Growth in Our Neighborhoods: Accommodating Density.

This free event (Saturday, April 18th, 2009 9 a.m. to 12 noon), presented by the Irvington Community Association & Main Street Portland Coalition, is open to all who are interested and concerned with issues of growth, development, density and maintaining neighborhood character and livability. 

http://www.portlandonline.com/oni/index.cfm?c=29385&a=240684

The very title of this public meeting sets the tone of defeatism, Growth in Our Neighborhoods: Accommodating Density. Change Is Inevitable - Growth Is Not. Elected politicians, especially in the state legislature, make the decisions that determine who, when, where and how much public and non-public housing will be available. To simply talk of density is obfuscatory and intellectually dishonest.

There are two fundamental growth questions that should be addressed that won't be at this meeting.

1. How many people attending this event, including David Bragdon and Amanda Fritz, are willing to take political action to remove the Oregon home builders legislation which required local jurisdictions to accommodate anticipated growth for twenty years?

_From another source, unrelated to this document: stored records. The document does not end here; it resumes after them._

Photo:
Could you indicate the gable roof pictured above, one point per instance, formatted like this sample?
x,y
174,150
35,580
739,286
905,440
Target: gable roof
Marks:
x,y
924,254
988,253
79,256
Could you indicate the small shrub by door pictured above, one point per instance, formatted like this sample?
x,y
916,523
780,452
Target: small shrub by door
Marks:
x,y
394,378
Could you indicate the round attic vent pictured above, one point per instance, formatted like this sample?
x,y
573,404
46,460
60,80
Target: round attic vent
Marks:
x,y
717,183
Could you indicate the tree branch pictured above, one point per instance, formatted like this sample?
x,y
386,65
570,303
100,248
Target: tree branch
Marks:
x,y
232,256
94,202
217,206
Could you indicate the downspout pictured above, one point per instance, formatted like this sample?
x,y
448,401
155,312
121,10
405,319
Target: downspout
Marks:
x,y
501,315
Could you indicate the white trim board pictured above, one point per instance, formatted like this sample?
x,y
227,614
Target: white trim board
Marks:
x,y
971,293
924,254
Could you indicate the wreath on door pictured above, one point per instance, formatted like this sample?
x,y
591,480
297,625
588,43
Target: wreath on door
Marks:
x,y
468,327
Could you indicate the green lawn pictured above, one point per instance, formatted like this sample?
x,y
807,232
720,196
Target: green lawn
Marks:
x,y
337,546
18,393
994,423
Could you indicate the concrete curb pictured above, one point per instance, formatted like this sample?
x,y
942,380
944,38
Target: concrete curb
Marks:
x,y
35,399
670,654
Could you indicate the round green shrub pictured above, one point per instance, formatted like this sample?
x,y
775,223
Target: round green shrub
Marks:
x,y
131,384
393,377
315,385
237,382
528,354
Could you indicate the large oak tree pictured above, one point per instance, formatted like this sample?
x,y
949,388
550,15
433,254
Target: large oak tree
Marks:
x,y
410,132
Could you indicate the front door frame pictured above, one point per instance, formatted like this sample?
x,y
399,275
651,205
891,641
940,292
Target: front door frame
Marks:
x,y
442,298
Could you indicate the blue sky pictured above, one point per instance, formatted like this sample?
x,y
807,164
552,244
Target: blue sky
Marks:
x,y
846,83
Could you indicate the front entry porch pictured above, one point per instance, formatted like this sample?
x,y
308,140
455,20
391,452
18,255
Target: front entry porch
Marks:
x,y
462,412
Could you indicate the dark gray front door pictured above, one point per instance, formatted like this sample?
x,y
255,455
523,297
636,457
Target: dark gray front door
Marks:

Very powerful forces inside and outside of government keep this self-fulfilling prophesy/legislation from what should be a continuous public debate.

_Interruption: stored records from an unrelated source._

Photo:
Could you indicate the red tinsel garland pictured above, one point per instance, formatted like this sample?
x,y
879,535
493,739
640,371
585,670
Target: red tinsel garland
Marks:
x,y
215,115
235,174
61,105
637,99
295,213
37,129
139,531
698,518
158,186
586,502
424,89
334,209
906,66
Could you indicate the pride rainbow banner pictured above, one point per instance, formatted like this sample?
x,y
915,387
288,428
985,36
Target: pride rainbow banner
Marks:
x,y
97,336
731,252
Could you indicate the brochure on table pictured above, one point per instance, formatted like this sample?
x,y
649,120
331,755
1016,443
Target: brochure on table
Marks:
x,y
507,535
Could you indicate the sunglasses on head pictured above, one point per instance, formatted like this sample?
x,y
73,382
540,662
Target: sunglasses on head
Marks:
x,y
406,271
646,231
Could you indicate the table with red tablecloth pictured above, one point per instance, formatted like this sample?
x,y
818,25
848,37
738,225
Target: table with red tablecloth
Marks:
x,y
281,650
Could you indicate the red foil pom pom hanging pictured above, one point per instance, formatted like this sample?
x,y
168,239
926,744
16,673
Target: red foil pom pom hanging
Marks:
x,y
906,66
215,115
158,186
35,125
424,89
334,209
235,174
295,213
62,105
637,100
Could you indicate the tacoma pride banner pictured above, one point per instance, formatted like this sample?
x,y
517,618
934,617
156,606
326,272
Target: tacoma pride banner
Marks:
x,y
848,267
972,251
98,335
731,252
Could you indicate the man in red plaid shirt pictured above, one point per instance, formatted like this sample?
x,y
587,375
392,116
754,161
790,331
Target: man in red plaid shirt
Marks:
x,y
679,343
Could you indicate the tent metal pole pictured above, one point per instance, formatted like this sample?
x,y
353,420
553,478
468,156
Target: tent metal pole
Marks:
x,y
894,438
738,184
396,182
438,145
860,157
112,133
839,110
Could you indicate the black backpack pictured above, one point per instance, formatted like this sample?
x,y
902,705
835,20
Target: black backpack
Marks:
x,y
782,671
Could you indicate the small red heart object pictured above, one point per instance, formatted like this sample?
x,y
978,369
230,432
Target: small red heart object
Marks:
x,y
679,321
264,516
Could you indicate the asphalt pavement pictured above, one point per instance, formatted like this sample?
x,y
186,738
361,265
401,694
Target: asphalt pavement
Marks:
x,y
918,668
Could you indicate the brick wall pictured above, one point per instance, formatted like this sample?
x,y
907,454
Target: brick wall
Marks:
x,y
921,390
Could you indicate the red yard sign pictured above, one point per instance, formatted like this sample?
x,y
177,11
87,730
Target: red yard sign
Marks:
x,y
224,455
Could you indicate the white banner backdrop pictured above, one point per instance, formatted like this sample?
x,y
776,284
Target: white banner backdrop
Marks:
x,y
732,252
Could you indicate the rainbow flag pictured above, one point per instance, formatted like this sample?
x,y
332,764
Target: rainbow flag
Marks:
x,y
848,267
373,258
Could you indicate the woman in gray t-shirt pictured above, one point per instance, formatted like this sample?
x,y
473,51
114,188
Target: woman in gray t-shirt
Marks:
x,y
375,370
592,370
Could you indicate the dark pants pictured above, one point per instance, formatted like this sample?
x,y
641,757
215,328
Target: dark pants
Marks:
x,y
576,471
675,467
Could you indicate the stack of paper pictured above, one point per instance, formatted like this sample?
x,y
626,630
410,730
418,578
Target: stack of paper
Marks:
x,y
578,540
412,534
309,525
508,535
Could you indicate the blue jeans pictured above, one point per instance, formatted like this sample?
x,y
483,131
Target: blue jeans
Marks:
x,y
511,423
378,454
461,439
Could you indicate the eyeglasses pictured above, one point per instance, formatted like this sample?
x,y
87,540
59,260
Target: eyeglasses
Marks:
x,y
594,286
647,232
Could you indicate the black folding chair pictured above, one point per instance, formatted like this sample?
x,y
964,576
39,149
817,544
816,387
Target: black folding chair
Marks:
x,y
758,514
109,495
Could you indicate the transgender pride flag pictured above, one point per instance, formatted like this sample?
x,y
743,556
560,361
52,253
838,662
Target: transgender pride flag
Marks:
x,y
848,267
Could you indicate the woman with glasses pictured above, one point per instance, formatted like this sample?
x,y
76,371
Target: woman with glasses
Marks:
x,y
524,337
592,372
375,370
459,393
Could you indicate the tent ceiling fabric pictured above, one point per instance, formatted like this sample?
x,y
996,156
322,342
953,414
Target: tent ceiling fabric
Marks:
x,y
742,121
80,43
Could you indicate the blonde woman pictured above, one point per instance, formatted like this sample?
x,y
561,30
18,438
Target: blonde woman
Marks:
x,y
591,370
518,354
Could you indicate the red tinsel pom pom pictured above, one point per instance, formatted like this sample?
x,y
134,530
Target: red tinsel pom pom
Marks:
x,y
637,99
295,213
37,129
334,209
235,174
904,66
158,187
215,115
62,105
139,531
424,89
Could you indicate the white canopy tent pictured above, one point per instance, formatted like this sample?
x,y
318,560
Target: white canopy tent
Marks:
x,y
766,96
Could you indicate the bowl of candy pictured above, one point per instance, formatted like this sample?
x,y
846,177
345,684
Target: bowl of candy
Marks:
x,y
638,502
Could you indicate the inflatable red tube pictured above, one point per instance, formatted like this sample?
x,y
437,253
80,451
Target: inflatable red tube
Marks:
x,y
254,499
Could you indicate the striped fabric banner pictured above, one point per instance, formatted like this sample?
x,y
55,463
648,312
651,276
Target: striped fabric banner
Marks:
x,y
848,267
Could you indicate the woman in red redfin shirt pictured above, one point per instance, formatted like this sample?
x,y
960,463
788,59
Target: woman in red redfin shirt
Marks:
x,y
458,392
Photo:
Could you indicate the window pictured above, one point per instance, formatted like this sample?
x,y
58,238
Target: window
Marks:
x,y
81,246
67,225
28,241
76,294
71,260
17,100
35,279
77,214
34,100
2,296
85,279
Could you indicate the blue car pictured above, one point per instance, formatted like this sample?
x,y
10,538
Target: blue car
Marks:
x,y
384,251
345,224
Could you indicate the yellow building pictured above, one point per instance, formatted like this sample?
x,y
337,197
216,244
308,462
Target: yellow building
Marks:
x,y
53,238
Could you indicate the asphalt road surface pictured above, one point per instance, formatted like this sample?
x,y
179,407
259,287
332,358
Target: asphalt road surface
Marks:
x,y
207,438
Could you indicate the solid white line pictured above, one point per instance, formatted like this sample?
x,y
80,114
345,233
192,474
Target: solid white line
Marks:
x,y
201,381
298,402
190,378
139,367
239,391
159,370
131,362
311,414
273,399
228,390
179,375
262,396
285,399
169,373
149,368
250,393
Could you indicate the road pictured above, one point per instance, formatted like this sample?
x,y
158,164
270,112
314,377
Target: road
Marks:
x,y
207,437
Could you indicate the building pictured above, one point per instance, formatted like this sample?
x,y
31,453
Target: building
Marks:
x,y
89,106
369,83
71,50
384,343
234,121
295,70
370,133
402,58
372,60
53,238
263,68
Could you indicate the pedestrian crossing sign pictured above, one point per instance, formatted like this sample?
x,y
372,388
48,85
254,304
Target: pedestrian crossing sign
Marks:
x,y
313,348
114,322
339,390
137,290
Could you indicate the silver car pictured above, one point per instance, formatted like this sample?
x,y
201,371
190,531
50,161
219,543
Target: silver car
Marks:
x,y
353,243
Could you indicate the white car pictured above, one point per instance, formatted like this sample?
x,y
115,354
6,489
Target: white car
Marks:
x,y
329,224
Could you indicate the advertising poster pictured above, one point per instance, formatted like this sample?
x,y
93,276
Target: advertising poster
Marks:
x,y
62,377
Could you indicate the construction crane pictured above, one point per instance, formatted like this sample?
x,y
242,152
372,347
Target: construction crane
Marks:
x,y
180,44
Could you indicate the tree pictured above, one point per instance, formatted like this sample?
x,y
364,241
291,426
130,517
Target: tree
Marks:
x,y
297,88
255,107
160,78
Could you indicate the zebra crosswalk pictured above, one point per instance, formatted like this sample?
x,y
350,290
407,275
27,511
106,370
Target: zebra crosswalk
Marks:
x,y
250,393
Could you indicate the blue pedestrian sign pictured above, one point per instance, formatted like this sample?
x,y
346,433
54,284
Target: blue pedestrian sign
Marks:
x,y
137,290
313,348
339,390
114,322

2. Why isn't public housing statistical data available from all public jurisdictions that administer public housing programs within Metro's three county boundary?

About $300,000,000 is spent annually on approximately 100,000 public housing clients in Washington, Multnomah and Clackamas counties. The density of public housing clients is concentrated in just a few neighborhoods in Multnomah county. With the notable exception of the Oregon Sustainable Land Trust, every member organization of the Coalition For A Livable Future supports the regional status quo of continuing and increasing the density of public housing clients into a few select neighborhoods in Multnomah county. With this number of NIMBY forces is it any wonder that Portland's Bureau of Housing and the Housing Authority of Portland refuse to tell the taxpayers where their money is being spent.

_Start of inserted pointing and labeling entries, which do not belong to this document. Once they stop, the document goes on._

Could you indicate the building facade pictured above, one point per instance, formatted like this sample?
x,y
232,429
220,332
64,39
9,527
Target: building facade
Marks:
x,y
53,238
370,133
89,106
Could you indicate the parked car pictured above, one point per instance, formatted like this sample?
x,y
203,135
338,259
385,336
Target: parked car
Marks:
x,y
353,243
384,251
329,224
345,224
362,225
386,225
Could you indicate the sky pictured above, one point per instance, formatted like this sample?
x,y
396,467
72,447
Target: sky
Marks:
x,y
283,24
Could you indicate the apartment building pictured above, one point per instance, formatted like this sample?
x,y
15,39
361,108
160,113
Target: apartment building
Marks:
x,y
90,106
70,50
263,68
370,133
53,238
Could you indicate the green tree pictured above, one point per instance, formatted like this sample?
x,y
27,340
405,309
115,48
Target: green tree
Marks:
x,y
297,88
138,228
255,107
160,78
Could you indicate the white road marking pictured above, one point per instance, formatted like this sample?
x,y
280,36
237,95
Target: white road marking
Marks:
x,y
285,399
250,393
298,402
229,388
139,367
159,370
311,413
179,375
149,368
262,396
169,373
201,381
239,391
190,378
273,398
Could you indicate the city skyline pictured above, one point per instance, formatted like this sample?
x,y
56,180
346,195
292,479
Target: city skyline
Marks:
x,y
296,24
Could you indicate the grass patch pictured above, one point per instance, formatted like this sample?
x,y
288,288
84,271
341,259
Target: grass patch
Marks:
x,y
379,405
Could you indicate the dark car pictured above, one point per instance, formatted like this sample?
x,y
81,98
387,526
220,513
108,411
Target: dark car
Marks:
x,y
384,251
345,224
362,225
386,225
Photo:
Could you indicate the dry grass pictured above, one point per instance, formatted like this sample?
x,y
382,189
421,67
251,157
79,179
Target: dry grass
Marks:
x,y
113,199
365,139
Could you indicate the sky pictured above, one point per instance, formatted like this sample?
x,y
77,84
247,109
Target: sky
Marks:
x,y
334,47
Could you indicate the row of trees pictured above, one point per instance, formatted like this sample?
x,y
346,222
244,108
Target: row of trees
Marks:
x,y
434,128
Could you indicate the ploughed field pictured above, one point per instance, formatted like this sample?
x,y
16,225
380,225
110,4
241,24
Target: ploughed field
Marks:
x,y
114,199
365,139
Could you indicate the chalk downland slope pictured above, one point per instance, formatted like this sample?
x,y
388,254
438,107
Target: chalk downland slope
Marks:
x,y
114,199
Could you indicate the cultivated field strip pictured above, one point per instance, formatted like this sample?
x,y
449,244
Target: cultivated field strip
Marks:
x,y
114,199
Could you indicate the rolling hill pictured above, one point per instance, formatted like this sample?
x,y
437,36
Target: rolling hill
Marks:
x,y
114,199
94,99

Vera Katz recently appeared before a class at Portland State University. She said that Richard Ellmyer was wrong about the Portsmouth neighborhood having the most public housing clients and the second highest percentage of public housing clients of any neighborhood in the Metro area. Katz said a neighborhood in Northwest Portland had the most. What former mayor Katz declined to mention was the fact that she couldn't possibly state her opinion as fact because she, as mayor, refused to allow HAP to provide public housing statistical data to her or anybody else. (In the spirit of academic freedom, intellectual honesty and the pursuit of truth I offer to appear before the same class, without charge, to counter Katz's claims.) Her former chief of staff, Sam Adams, now mayor Sam Adams, continues along the path set by his mentor and similarly refuses to give Vera Katz, Richard Ellmyer or anyone else access to HAP's public housing statistical data. In fact, Adams has outdone Katz's coverup by hiding not only public housing statistical data but also budget data from his newly expanded Bureau of Housing.

Just as those students listening to Vera Katz give a false and one sided perspective at Portland State so shall the attendees of this public event here from speakers David Bragdon and Amanda Fritz. David Bragdon has no interest in bringing the regional issue of public housing into the Metro tent. Amanda Fritz lured hundreds of citizens to a public meeting at city hall similar to this one with the promise of including their ideas in the city's lobbyist agenda. Not a single suggestion, not one, of any individual present at the packed city hall meeting in January was ever included.

The invitation to citizens to speak out at this meeting on growth issues as if anything they have to say will result in meaningful change is even more disingenuous. There will be no challenging arguments presented to counter Bragdon and Fritz. Their presentations will be nothing more than personal know-it-all stump speeches. Attendees will merely be an ego satisfying audience. 

The organizers of this event are no doubt well meaning. But the road to hell is paved with good intentions. If you plan on attending keep this in mind: Caveat Emptor.